Caían ya las primeras gotas. La noche estaba emergiendo lentamente desde la enorme concavidad del universo, la oscuridad característica del momento, coloreaba segundo a segundo todo el espacio sideral.
La cornisa del viejo centro comercial lo resguardaba. Lo protegía del agua que se empeñaba en mojarlo y hacerle sentir una vez más escalofríos en el cuerpo.
Las noches de invierno eran muy crueles, sobre todo para los más pobres.
El frío y el agua, se filtraban sin piedad por cada fragmento del grueso cartón que lo cubría. El escenario nocturno se reducía a la solitaria vista panorámica del lugar y la danza que los plátanos desnudos realizaban guiados por el viento… ¡qué ironía! las altas y oscilantes formas vegetales, al igual que Pedro; yacían bajo el capricho torrencial de la naturaleza.
Pedro aguantaba, ya estaba acostumbrado. Esta sensación no era nueva. La vida no había sido demasiado buena con él… ¡tantas veces había permanecido bajo la lluvia esperando que alguien tuviera piedad de su desdichada existencia!
Hubiera querido para él muchas cosas… formar una gran familia había estado en el puesto numero uno de su lista de deseos; quizás porque prácticamente se había criado solo, con un padre violento y una madre ausente que no hacía más que traer hijos al mundo sin ninguna responsabilidad.
A los doce años Pedro había huido del precario lugar donde vivía con el objetivo de ser alguien en el mundo… lo aturdía la idea de seguir los pasos de sus progenitores.
Muchas veces había intentado ganarse la vida decentemente. Aprendía rápidamente cualquier oficio. Quería trabajar… pero lamentablemente en este mundo en que vivimos, el que no tiene estudios y una pila de antecedentes positivos, buena presencia y qué se yo cuantas cosas más, queda fuera del sistema. Esto le había pasado a Pedro.
Los años le habían transitado por encima dejando surcos bien marcados en el rostro, blanqueando la oscura cabellera y dándole un lento acompasar a sus movimientos. Y allí estaba, prácticamente como al principio; con sesenta años en los bolsillos, solo y sin ningún objetivo cumplido. La única riqueza con la que ahora contaba, era el capital de la experiencia que le habían dejado los tiempos vividos. La belleza de los mil amaneceres observados. El aroma que el viento le robaba a las flores y dejaba en su nariz. Las noches dormidas a la luz de la luna. En fin, de alguna manera, así como tenía reproches que hacerle a la vida, Pedro consideraba que era más lo que tenía por agradecer. A pesar de su pobreza, se consideraba un privilegiado. No toda la gente se detiene a disfrutar de la simpleza de las cosas, de las maravillas que día a día la naturaleza nos ofrece gratuitamente.

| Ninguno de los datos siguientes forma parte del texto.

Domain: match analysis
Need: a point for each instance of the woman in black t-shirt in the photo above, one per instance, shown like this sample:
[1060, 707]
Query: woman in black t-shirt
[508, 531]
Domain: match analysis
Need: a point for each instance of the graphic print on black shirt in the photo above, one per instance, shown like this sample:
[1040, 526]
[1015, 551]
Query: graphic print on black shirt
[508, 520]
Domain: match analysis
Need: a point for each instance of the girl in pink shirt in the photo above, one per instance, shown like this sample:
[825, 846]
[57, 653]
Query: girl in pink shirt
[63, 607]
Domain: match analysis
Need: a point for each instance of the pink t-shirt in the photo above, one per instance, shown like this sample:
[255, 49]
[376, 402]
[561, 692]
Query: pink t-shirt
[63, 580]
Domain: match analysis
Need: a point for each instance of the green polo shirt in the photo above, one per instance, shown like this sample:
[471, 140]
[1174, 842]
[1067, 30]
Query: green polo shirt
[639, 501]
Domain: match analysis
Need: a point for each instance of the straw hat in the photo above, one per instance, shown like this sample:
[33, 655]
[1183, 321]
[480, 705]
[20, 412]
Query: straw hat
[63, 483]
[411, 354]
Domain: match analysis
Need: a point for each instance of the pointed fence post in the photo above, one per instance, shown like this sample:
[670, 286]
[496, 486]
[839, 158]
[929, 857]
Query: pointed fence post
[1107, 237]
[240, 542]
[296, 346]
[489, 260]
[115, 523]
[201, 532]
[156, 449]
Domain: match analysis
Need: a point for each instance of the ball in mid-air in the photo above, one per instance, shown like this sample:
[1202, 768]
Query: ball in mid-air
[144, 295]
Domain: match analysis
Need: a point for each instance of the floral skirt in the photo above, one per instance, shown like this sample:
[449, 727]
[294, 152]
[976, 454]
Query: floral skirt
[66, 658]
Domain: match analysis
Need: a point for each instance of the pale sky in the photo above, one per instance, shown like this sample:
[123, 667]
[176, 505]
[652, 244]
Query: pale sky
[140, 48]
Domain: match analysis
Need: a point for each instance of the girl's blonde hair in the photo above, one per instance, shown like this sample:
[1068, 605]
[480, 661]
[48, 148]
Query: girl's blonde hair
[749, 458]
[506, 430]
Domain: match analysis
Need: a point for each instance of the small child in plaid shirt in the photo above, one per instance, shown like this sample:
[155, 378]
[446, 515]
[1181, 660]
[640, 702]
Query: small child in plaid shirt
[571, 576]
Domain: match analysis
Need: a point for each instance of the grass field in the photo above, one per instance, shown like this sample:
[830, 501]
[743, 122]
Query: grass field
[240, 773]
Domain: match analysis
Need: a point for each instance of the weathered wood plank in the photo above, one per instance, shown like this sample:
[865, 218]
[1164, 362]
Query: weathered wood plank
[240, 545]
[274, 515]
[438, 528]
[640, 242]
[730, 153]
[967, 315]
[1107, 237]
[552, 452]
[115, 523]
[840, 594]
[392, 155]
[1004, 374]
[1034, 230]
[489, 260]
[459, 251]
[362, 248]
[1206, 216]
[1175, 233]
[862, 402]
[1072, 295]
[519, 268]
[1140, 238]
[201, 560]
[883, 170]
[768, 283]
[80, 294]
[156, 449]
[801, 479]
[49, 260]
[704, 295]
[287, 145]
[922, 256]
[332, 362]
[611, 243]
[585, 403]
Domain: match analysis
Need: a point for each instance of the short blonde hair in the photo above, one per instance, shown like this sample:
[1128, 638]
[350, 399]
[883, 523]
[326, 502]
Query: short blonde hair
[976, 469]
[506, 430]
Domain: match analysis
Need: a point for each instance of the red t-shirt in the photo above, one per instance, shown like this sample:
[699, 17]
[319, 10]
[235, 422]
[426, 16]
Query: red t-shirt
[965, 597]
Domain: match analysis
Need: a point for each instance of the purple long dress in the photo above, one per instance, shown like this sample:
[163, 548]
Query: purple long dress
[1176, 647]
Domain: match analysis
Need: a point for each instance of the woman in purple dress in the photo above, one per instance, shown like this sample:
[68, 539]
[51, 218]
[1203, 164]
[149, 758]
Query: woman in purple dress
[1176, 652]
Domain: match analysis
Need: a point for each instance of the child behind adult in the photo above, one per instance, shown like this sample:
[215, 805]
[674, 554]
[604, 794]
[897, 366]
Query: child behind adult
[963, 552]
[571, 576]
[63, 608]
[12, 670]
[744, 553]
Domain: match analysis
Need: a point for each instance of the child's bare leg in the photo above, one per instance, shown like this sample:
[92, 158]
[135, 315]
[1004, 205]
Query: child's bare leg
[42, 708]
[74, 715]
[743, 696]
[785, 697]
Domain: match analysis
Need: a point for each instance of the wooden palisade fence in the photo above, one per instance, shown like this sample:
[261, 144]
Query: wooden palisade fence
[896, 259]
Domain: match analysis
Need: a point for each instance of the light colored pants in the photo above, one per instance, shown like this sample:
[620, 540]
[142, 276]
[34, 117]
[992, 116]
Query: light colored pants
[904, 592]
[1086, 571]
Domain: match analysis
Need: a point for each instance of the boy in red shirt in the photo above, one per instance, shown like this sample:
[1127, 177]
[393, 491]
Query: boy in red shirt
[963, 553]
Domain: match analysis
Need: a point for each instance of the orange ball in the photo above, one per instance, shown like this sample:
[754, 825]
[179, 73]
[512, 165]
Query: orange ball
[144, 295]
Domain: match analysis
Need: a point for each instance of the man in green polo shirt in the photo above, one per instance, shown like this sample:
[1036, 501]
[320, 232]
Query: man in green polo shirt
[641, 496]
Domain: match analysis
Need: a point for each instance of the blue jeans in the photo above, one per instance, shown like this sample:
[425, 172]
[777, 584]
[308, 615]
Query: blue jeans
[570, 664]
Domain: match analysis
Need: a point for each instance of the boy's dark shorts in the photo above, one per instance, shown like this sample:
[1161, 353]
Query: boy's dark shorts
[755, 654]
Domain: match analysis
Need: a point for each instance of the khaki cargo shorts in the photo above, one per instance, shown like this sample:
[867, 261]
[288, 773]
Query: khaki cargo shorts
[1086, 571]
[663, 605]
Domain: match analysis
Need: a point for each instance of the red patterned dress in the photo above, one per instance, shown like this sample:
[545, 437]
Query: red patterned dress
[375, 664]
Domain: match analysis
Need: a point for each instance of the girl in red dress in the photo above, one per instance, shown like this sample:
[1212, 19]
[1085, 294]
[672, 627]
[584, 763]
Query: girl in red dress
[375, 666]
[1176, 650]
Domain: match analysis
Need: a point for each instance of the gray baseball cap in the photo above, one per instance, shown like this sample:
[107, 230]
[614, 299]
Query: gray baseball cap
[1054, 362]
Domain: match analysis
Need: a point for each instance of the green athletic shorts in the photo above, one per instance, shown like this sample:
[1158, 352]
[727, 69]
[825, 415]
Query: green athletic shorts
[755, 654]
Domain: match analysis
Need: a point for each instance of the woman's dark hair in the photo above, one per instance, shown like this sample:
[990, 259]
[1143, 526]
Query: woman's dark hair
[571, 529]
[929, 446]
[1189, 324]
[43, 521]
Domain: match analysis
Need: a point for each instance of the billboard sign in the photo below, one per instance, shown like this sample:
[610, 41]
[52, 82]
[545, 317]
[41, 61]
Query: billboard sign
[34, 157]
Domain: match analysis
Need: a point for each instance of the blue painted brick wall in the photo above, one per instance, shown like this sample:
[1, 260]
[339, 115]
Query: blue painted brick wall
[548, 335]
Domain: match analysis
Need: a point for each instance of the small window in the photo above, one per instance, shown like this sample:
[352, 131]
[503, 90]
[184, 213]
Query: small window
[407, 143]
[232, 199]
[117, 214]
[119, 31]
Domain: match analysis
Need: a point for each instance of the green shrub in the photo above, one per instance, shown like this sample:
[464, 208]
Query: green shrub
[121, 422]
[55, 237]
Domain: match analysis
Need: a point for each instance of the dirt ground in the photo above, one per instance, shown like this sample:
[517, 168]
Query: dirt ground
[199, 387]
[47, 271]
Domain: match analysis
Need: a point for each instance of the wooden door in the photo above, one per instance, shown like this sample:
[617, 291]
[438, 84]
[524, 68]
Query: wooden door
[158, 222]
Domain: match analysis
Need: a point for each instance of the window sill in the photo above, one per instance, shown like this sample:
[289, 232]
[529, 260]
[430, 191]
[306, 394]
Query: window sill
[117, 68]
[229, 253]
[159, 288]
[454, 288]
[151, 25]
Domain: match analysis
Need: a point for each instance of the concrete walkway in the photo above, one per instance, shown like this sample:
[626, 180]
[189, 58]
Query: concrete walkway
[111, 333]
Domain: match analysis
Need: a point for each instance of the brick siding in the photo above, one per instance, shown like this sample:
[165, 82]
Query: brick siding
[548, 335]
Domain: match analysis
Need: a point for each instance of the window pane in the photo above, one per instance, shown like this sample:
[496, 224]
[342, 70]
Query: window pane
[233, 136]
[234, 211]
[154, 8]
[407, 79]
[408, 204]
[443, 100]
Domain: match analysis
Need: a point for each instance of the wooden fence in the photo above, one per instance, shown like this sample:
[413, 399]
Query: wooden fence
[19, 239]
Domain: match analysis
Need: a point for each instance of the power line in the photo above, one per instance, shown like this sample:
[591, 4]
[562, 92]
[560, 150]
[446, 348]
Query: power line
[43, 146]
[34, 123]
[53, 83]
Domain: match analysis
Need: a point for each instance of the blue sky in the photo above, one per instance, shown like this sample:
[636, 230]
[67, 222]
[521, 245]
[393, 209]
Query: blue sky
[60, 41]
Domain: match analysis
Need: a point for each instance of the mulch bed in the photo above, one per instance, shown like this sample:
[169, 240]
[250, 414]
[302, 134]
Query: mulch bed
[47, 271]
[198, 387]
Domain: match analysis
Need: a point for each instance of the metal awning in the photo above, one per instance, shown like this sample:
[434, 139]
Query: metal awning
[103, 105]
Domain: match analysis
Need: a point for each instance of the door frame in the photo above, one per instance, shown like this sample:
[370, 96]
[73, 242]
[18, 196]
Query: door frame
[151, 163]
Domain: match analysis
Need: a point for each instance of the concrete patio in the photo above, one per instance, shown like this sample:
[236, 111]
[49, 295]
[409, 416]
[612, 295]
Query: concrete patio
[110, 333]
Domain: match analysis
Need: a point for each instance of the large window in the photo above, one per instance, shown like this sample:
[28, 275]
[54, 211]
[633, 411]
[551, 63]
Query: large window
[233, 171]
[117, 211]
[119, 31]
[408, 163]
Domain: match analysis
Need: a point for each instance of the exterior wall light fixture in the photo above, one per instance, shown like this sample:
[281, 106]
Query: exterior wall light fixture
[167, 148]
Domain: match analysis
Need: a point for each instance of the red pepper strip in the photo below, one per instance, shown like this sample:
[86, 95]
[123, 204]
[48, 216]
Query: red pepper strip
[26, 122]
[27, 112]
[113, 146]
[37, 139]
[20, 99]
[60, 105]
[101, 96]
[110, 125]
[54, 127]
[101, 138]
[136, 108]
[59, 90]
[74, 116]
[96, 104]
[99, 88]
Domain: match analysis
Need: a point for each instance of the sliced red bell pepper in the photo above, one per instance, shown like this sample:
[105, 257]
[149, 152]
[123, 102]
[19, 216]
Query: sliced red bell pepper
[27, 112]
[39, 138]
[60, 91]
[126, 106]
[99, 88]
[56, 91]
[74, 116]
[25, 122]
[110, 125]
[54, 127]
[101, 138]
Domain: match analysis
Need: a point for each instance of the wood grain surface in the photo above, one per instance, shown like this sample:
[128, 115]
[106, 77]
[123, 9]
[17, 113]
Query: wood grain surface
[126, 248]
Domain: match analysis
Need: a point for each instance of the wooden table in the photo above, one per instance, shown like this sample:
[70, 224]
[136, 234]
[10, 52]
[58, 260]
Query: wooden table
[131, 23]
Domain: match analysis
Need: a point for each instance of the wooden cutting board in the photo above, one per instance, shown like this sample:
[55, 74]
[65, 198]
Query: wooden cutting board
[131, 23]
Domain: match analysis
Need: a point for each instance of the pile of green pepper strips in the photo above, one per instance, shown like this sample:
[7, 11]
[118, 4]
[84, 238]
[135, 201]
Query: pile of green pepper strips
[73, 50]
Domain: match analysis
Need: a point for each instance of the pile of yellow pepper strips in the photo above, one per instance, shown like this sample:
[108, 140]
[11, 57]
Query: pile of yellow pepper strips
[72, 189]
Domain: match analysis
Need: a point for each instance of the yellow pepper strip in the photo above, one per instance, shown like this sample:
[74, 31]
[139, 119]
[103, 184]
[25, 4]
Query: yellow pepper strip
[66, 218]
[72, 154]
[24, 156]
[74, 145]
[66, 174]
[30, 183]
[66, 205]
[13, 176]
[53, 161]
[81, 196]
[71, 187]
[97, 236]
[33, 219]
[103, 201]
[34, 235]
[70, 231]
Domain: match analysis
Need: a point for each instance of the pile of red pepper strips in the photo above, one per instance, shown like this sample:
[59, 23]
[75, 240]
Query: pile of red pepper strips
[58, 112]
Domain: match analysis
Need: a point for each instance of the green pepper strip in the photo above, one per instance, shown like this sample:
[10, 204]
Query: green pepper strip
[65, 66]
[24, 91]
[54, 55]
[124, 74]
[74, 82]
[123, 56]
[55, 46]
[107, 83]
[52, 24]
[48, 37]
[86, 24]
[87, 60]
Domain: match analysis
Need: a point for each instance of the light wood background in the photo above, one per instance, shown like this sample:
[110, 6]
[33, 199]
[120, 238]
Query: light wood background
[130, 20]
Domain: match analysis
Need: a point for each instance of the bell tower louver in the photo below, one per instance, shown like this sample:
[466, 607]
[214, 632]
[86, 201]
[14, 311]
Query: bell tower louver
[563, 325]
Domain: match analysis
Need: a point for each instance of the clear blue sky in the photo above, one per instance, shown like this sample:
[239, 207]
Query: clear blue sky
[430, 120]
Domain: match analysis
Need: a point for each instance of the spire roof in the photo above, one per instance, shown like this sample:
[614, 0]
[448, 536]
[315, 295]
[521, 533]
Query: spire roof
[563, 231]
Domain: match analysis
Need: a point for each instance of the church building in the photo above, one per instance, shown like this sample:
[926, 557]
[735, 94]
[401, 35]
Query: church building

Muchas preguntas retumbaban en su cabeza. ¿Quién decide el lugar y el momento en el que nacemos? ¿Por qué algunos tienen la vida prácticamente resuelta desde el principio y otros vagamos por el mundo sufriendo hambre, frío y todo tipo de necesidades?
Pedro increíblemente era feliz. A pesar de haber tenido una vida tan carente de todo lo material y tan solitaria, era una persona de buenos sentimientos. Más de una vez, lo vi compartiendo su escasa comida con el amigo que lo acompañó durante tantos años. Un perro de la calle que era su única fuente de calor para las noches de frío y la única presencia viviente que lo escuchaba durante horas, cuando se le daba por hacer un recuento de su existencia.
Las gotas de lluvia rebotaban fuerte contra la superficie de los viejos y deteriorados baldosones. La fuerza del agua al impactar contra los charcos dispersaba gotas por todos los rincones.
La mirada de Pedro se perdía ante el magnífico espectáculo que le estaba brindando la naturaleza.
En la vereda de enfrente los árboles seguían ofreciéndole aquella extraña danza guiados por el viento. Se acariciaban, subían y bajaban despojados de sus hojas, con sus finas ramas desnudas. No paraban de mecerse al compás de la sinfonía ejecutada por el viento. El sonido de las gotas se asemejaban a calurosos aplausos que no cesaban de alentar al cuerpo de bailarines… ¡qué grandioso espectáculo!
La noche estaba bastante avanzada, las calles deshabitadas de presencia humana dejaban correr lentamente el agua que se acumulaba en la superficie. Pedro, recostado contra la pared y cubierto con el cartón mojado, no dejaba que nada pasara inadvertido ante sus ojos. Temblaba de frío. Aguardaba expectante la venida del amanecer; le gustaba observar la llegada del día, sobre todo, cuando estaba lloviendo; juraba que tenía un encanto único. Era como un solemne ritual donde la vida lavaba y purificaba todo lo malo.
Casi a la madrugada, el sueño eterno lo sorprendió.